As you can see, the forensic sciences deal specifically with the research and examination of evidence so that such evidence can be admitted to and used within the legal system. Forensics on the other hand should be viewed not as the science behind the evidence, but as the presentation and use of the research once it’s completed.

A Closer Look On Google’s Revolutionary Chromebox Hardware

Chrome Operating System has taken up brand new residence. Nowadays Google and Samsung release Google Chromebox, a Mac mini-like computer in which buyers affix keyboard, mouse as well as monitor. The idea isn’t really fresh: Users keep their existing peripherals while upgrading hardware and migrating to some spanking new operating-system. For anybody looking to get off of the OS X or Windows train, Chromebox proves to be an easily affordable alternative working Google’s browser-boasting, cloud-connected Linux-based Operating System.

However, brand new pricing plan will certainly make Chromebox costlier for some businesses or organizations. Google released the main Chromebook that has a multi-year monthly subscription plan, however that goes away now. Under the completely new structure, companies purchase the device in the manufacturer’s suggested market price plus $150.

That is in part due to cloud box principle. Chrome Operating System development closely follows the browser, which revs a new version about every 6 weeks. Thus Google will boost the Chromebox experience fairly often, within every few months as compared to a number of years for OS X or Windows. Google dispatches these updates immediately, as it does with other cloud goods and services, providing low- to non-touch IT management.

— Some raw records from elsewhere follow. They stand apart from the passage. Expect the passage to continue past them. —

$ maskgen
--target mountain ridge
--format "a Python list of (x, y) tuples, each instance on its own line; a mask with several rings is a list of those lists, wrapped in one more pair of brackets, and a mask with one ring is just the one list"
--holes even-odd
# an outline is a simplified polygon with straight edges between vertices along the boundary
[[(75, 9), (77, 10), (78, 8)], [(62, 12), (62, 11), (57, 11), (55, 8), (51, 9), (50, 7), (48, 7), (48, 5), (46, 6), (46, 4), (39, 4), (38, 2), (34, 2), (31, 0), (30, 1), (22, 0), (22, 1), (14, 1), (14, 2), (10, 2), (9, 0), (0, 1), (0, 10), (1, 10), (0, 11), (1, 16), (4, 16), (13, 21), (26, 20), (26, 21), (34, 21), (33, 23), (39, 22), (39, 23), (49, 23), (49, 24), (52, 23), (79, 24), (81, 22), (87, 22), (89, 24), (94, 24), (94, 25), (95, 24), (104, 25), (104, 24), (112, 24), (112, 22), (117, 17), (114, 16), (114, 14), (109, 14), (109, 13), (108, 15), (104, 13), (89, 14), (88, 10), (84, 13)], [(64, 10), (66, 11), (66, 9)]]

At the same time, starting with Chrome OS 19, Google changed the consumer experience, making it more desktop-like. There is a window manager now, taskbar, app launcher along with other extra features. Additionally, Chromebox is supposed to be utilized in always-connected settings, taking away concerns regarding cloud access. If the network is done, each and every user is, whether they use PC, Mac or Chromebox. All are equal on the network.

Google undoubtedly touts customer wins: Dillard’s, in which the search and information giant claims will release “hundreds of Chromeboxes in over50% of their US stores”, while Kaplan, using the services of Genesys, is transferring its New York City call center to WebRTC and Chromeboxes.

Samsung Series 3 Chromebox specifications: 1.9GHz Intel Celeron processor chip (dual-core); 16GB solid-state drive; Intel HD graphics; 4GB SDRAM; web cam; 6 USB ports; two DisplayPorts; DVI port; WiFi N; Bluetooth 3.0; Gigabit Ethernet; and Chrome OS. Unit measures 7.6 x 7.6 x 1.3 inches and also weighs 2.45 pounds. Customers utilize their existing peripheral devices, although Samsung sells wireless mouse as well as keyboard, too.

As part of the continuing development approach, Google is concentrating on more about simplifying set up and administration, which includes auto-update and auto-enrollment controls. Moreover, Chrome Remote Desktop, presently in beta, lets educational institutions or businesses — and consumers, also — to tunnel into their Mac or Windows desktops to operate older apps. Yes, Virginia, you could have Chrome Operating-System and use your legacy goods, too.

I have strong reservations about Chromebook’s long-term performance-to-price benefit, due to the slower processor and far higher price. Chromebox, in contrast, offers substantially more for lots less.